GREG WILPERT: Seems amazing a judge could confuse these issues. But I want to turn to another one that was mentioned in the opening statements during the hearings, which was whether or not Kavanaugh might favor overturning Roe v. Wade, the 1973 Supreme Court ruling that established a woman’s right to choose an abortion. What do we know about Kavanagh’s position on this issue?

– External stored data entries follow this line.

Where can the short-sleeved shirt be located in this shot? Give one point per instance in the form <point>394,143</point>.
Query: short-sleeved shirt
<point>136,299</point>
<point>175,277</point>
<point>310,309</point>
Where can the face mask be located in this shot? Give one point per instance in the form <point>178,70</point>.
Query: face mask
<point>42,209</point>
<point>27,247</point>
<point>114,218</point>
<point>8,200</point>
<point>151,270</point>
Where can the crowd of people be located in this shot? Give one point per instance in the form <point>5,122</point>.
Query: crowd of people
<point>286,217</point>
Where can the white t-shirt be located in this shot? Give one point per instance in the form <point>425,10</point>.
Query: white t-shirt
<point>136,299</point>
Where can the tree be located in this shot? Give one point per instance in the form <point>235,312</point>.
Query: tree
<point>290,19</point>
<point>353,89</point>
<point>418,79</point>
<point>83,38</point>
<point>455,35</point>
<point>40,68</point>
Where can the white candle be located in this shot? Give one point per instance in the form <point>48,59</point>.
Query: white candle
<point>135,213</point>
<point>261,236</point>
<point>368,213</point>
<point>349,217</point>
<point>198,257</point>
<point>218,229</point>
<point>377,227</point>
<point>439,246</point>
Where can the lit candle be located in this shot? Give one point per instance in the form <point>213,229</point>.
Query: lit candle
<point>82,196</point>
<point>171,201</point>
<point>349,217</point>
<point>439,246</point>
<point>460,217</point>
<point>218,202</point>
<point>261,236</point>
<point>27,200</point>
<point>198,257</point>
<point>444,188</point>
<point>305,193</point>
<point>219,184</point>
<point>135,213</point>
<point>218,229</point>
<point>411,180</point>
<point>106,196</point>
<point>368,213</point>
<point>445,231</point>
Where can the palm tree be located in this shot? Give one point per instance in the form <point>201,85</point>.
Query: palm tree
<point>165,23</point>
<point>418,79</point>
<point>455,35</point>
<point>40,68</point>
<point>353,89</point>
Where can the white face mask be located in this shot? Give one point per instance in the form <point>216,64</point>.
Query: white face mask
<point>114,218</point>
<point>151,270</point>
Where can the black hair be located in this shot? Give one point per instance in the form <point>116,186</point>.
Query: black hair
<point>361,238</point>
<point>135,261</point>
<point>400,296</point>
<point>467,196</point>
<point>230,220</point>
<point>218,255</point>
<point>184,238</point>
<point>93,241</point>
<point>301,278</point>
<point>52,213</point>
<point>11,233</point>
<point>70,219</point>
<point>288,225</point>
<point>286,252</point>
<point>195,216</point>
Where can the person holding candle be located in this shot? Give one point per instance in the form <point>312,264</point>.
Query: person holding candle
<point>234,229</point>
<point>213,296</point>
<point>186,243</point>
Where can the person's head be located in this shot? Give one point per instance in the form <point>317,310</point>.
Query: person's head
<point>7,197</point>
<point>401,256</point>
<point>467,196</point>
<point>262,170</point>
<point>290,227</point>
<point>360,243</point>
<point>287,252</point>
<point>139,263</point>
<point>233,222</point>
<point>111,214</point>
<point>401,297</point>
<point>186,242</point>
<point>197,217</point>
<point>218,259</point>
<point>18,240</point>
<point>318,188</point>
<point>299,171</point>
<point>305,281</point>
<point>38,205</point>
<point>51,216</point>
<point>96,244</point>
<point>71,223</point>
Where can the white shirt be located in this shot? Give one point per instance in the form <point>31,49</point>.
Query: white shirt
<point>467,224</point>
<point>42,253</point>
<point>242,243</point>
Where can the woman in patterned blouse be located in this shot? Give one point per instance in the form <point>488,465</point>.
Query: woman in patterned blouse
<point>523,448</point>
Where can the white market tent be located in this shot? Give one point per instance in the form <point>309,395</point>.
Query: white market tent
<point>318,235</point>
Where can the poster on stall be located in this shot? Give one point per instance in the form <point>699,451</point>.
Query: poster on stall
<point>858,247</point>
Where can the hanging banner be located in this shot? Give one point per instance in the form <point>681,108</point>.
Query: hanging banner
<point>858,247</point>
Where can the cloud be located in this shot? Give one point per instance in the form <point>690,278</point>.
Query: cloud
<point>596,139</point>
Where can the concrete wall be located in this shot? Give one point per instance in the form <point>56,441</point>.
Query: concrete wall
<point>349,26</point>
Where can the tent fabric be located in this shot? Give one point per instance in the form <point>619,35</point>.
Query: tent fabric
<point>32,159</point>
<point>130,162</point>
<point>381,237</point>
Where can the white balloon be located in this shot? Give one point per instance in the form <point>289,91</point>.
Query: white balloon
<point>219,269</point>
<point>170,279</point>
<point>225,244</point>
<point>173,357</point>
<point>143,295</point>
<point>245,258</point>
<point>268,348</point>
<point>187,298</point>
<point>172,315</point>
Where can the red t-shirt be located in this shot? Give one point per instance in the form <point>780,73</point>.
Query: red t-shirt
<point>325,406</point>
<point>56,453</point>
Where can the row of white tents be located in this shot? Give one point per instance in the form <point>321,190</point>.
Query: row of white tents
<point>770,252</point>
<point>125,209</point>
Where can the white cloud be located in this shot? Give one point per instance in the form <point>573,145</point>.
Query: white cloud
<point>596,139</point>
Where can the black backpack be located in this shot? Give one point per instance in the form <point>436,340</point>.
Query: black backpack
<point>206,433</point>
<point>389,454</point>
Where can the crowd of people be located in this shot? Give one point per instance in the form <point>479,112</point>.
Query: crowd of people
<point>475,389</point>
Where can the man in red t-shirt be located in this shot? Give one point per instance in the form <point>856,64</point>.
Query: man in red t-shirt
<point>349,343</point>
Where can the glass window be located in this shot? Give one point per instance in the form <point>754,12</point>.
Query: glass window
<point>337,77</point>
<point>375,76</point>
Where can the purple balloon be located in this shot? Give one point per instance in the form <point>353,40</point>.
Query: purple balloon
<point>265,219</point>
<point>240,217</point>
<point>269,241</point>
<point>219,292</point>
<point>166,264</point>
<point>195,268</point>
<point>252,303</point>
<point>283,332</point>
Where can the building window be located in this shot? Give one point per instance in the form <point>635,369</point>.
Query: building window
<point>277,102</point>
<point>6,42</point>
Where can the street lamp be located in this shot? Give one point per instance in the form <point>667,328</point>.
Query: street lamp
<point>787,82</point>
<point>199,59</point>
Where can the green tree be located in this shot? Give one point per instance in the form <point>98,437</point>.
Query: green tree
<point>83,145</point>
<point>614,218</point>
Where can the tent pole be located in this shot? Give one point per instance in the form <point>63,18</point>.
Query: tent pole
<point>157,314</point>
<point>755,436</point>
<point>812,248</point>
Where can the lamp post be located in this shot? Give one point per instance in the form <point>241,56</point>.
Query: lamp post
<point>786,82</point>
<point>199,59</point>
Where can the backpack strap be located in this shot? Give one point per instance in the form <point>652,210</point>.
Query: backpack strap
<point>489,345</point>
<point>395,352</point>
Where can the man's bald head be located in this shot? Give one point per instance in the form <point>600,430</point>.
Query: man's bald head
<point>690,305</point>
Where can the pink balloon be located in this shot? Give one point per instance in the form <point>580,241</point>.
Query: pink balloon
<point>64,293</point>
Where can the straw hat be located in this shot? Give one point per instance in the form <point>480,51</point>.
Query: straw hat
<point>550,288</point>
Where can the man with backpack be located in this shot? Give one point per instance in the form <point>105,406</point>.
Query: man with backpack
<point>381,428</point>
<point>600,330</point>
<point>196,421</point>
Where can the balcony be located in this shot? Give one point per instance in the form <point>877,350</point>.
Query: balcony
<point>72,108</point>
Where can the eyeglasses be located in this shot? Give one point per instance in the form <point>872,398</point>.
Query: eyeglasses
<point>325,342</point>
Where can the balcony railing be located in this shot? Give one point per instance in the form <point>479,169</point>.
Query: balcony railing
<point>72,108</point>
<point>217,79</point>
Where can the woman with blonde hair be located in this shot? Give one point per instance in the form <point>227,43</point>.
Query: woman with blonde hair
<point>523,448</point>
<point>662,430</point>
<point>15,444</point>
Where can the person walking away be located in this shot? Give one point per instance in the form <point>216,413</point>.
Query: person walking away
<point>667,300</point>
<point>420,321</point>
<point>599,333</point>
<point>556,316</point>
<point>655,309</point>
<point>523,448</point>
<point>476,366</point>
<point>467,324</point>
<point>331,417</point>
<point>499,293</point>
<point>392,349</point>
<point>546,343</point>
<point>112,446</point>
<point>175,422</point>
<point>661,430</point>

MARJORIE COHN: Well, in 2017, Kavanaugh stopped a lower court order that had approved a 17-year-old girl who was in immigration custody, had approved an abortion for her. And the abortion was not going to be paid for by the government. There were private parties that had come forward to arrange the whole thing. And the whole court reversed Kavanagh’s decision. And Kavanaugh dissented to that whole court decision, and talked about abortion on demand. Three times he decried abortion on demand. This was not abortion on demand. This issue had been vetted very thoroughly by many different people. And Kavanaugh wrote that the government has an interest in favoring fetal life, and not facilitating abortion. And those are the buzzwords for outlawing abortion.

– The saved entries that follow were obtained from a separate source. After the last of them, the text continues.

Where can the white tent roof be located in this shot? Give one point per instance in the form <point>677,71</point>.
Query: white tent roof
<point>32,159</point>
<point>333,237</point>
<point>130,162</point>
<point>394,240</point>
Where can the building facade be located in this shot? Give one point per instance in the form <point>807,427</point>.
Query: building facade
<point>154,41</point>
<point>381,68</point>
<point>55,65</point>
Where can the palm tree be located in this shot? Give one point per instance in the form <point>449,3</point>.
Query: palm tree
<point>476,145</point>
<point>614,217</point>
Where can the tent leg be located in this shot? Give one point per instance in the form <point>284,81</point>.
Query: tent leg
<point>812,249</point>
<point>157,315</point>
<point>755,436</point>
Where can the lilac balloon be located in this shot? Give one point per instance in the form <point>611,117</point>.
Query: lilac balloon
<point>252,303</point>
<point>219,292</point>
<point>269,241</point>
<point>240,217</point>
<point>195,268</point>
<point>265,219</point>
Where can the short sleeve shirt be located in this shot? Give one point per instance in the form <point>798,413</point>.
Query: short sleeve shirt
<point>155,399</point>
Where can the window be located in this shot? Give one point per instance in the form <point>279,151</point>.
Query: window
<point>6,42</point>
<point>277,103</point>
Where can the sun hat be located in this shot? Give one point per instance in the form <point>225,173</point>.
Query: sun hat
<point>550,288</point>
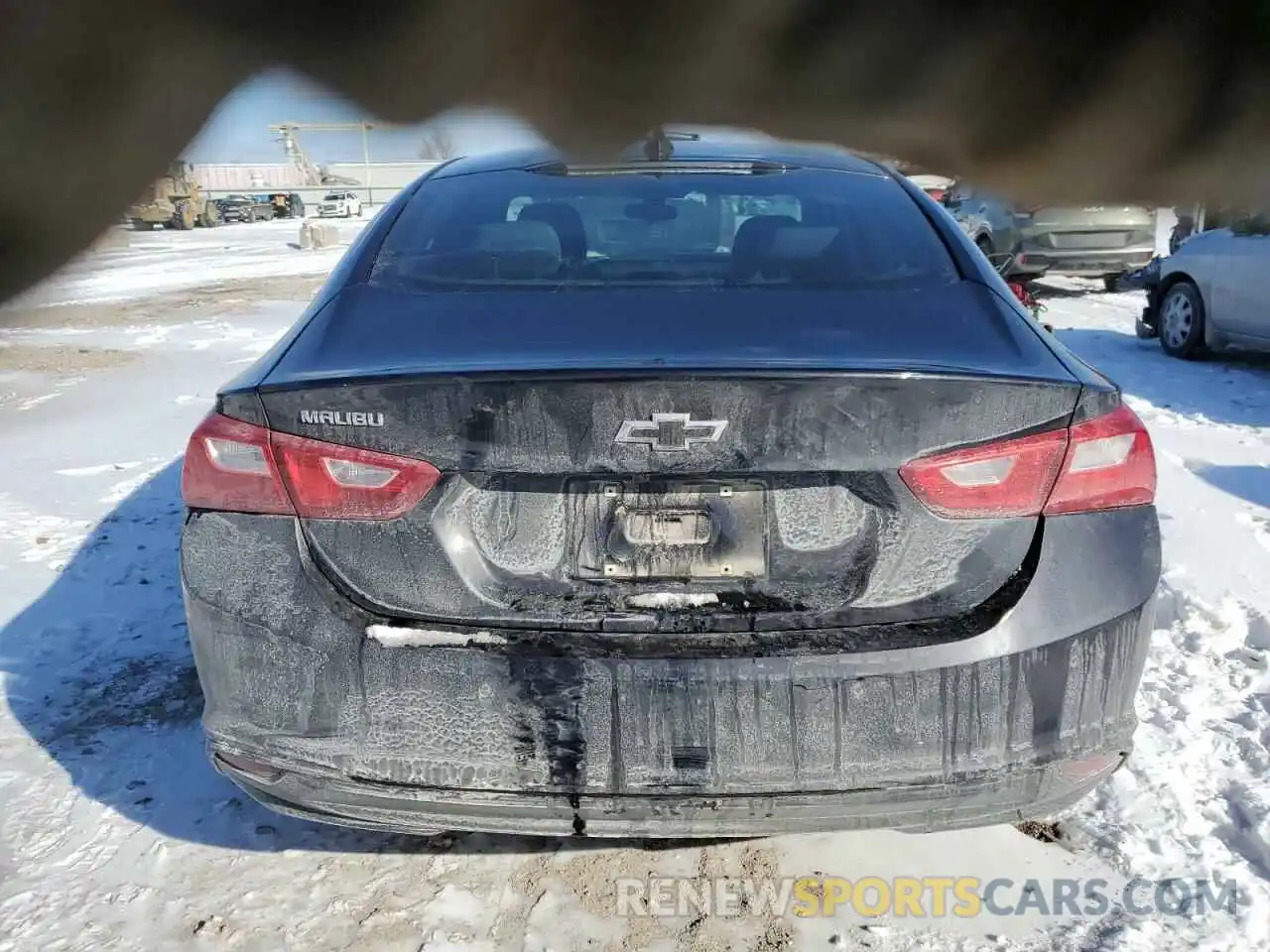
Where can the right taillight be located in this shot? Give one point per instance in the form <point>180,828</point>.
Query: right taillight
<point>1101,463</point>
<point>235,466</point>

Now, Kavanaugh, I think there’s no doubt that he would be the fifth vote to overturn Roe v. Wade. And if that didn’t happen, Chief Justice Roberts likes to incrementally chip away at rights, even if they aren’t totally overruled. And I think we can safely assume that Kavanaugh- not safely assume, but assume- that Kavanaugh would be, would vote with the majority in chipping away at the right to abortion, at reproductive rights.

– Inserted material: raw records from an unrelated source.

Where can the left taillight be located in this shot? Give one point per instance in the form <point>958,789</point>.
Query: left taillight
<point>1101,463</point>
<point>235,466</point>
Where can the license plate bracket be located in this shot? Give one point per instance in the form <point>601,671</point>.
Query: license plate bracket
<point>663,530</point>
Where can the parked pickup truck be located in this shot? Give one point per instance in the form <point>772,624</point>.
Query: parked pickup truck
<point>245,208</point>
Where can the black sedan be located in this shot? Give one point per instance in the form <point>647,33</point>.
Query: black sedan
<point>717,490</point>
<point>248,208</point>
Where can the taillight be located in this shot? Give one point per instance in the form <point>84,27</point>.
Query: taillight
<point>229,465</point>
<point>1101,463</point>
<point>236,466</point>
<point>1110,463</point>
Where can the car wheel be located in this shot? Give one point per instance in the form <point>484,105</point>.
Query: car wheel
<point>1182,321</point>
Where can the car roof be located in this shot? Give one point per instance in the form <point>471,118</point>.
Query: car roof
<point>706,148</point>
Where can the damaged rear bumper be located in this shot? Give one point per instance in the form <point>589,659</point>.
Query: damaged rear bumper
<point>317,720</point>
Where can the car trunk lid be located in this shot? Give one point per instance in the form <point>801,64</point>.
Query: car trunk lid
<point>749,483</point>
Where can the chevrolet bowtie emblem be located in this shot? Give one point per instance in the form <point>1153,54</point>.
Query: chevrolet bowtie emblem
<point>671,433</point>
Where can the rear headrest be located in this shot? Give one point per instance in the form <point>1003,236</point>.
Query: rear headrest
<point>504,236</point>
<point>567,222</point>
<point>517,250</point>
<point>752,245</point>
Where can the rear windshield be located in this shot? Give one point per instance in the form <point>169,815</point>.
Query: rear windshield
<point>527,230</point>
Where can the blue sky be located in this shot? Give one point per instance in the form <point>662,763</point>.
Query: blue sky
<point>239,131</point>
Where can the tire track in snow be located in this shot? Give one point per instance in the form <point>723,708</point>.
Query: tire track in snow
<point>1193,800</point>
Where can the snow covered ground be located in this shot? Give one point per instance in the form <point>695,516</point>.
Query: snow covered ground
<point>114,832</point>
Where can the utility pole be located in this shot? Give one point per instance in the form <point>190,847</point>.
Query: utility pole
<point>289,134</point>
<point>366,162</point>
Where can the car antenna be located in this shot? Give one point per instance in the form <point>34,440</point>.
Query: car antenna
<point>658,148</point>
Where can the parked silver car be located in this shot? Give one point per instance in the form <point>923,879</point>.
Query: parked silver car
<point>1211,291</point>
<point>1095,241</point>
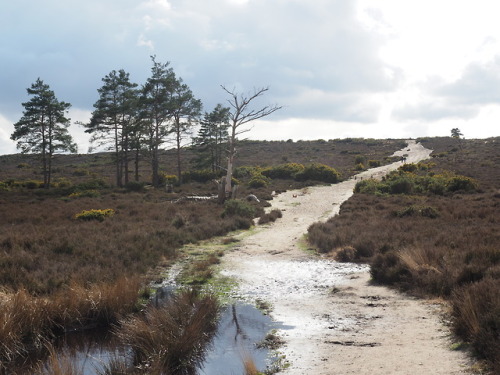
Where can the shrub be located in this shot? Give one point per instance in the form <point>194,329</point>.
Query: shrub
<point>199,175</point>
<point>284,171</point>
<point>236,207</point>
<point>95,184</point>
<point>270,217</point>
<point>345,254</point>
<point>417,210</point>
<point>134,186</point>
<point>258,181</point>
<point>33,184</point>
<point>318,172</point>
<point>359,159</point>
<point>81,172</point>
<point>242,172</point>
<point>171,179</point>
<point>369,186</point>
<point>99,215</point>
<point>401,185</point>
<point>409,167</point>
<point>85,194</point>
<point>359,167</point>
<point>462,183</point>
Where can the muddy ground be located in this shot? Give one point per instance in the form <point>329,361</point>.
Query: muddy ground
<point>336,321</point>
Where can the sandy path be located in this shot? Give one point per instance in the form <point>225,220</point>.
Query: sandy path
<point>337,322</point>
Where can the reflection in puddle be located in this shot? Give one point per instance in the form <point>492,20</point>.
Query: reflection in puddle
<point>240,328</point>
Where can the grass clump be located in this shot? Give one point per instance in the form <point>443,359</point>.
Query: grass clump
<point>432,232</point>
<point>172,339</point>
<point>99,215</point>
<point>270,217</point>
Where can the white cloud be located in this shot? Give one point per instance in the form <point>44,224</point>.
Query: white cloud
<point>7,146</point>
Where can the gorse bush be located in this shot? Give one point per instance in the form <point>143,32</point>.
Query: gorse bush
<point>99,215</point>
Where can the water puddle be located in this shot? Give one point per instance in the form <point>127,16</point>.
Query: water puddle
<point>241,328</point>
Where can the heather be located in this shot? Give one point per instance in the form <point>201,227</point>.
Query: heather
<point>432,229</point>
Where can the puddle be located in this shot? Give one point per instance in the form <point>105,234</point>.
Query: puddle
<point>272,280</point>
<point>240,328</point>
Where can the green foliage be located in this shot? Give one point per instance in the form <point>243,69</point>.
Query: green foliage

GREG WILPERT: Finally, what other issues do you think Senate Democrats ought to be questioning Kavanaugh on?
MARJORIE COHN: I think they should question Kavanaugh about his record in environmental protection cases, where in 13 cases that came before him he sided with the polluters in 11 cases. They should be talking about money in politics, where he was asked by the right wing American Enterprise Institute if money spent in campaigns is a, is a First Amendment right, and he said yes, and he has ruled that way. I think that they should be talking about voting rights, where Kavanaugh upheld voter ID laws, even though the Obama administration said that they voted- they violated the Voting Rights Act. Voter ID laws make it harder for people of color to vote.
And I think that they should be talking about his entire record, which I think almost without exception mitigates in favor of big money interests, of money in politics, of anti-labor issues, voting against workers. In every opportunity he has, he has ruled for the big guys against the little guys. And I think that there’s no doubt that he would provide the fifth vote on the Supreme Court to move the court for decades radically to the right. And we have five swing voters, two Republicans, and three Democrats who hold the fate of this, of the Supreme Court for many decades to come, in their hands. And I’m hoping that this very strong showing by the Democrats on the Senate Judiciary Committee and the strong showing by the protesters outside will appeal to their conscience, and they will vote not to confirm him, although I have my doubts.
GREG WILPERT: Okay. Well, we’ll continue to follow this very carefully, and hopefully we’ll have you on again. I was speaking to Marjorie Cohn, professor emerita at Thomas Jefferson School of Law and former president of the National Lawyers Guild. Thanks, Marjorie, for having joined us today.
MARJORIE COHN: Thank you, Greg.
GREG WILPERT: And thank you for joining The Real News Network.